# Edit Distance ( CSES ) Problem

and space optimized Dynamic Programming Solution using tabulation and memoization in Rust Language.

## Introduction

Edit distance is another very commonly seen Dynamic Programming Problem and is very similar to Longest Common Subsequence Problem.

In this problem, we have to determine minimum number of operations required to transform one string into the other.

Now, the operations allowed are different for different websites or problems. We are solving CSES Edit Distance problem in this article.

In this problem, allowed operations are

1. Add one character to the string.
2. Remove one character from the string.
3. Replace one character in the string.

For example, strings are `ABC` and `XYA`. For this, answer should be 3, because you can simply replace each character.

## Observation

The observation tells us that either the last character of string matches, or does not matches.

1. Last character of string is same : Then, we do not have to change it. We can simply solve the answer for n-1 and m-1 length strings. It can be proved it is always optimal.

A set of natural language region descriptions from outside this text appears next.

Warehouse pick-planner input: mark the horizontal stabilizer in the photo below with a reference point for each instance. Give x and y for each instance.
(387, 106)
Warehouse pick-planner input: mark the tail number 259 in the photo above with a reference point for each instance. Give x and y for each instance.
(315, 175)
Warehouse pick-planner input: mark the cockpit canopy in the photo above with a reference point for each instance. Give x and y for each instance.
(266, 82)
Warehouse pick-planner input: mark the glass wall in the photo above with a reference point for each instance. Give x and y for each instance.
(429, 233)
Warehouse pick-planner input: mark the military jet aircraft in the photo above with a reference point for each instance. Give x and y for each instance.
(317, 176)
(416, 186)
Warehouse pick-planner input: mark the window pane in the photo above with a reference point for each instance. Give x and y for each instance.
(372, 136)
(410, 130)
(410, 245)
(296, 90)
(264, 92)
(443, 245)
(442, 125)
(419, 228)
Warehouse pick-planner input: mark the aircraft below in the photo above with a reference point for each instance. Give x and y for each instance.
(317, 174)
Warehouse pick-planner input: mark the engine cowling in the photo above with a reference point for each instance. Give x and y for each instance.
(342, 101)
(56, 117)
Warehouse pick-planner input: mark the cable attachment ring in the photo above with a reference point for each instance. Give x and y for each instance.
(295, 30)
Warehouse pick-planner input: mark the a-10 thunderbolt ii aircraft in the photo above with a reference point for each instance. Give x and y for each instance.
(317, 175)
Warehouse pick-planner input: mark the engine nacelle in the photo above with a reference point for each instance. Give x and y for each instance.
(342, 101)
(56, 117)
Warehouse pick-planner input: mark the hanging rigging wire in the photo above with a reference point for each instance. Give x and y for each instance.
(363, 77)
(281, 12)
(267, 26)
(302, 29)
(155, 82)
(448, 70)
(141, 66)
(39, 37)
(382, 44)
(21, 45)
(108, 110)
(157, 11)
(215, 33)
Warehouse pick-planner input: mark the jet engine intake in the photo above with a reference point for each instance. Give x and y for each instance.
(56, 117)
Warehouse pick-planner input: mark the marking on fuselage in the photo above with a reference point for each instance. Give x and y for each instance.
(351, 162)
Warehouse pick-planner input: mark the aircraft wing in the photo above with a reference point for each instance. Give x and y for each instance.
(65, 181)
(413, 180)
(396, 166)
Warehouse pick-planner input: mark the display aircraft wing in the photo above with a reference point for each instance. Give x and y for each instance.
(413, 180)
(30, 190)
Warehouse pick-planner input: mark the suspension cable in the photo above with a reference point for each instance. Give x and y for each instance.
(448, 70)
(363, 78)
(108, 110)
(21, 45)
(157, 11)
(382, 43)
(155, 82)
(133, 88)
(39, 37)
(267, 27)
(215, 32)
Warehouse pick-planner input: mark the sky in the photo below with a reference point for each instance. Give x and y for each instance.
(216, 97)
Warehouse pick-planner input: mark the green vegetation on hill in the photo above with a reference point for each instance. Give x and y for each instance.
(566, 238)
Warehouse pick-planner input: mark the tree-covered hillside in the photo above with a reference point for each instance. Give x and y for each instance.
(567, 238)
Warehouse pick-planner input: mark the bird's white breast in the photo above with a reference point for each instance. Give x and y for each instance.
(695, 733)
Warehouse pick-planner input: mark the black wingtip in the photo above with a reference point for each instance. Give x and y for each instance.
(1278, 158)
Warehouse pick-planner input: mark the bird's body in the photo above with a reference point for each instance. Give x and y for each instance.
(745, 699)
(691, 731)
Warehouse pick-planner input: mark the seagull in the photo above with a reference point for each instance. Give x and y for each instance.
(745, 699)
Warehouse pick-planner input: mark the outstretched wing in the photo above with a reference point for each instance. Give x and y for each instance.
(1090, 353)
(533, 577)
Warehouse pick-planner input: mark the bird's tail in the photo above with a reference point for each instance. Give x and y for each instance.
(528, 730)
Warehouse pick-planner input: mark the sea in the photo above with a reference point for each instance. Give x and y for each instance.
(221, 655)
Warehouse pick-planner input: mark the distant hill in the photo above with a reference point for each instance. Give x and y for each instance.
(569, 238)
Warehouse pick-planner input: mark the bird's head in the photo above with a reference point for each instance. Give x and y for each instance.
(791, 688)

2. Last character of string is not same : Then we can perform either of 3 operations, and take minimum of them. It requires 1 operation.

## Recursive Solution

Recursive solution to this problem should be pretty straightforward now.

### Algorithm

1. If either of string is empty, return length of other string. Because, you have to either add all the characters or remove all the characters, depending on which string is empty.
2. If the last character is same, simply return the function for strings of n-1 and m-1 length. This requires no operation.
3. Otherwise, return 1 + minimum of all three operations.

### Function

Here is the function using above algorithm

Note : In Rust Language, the `String` is UTF-8 encoded by default, hence, indexing is not possible in `String` type. Hence, we use `Vec<char>` instead.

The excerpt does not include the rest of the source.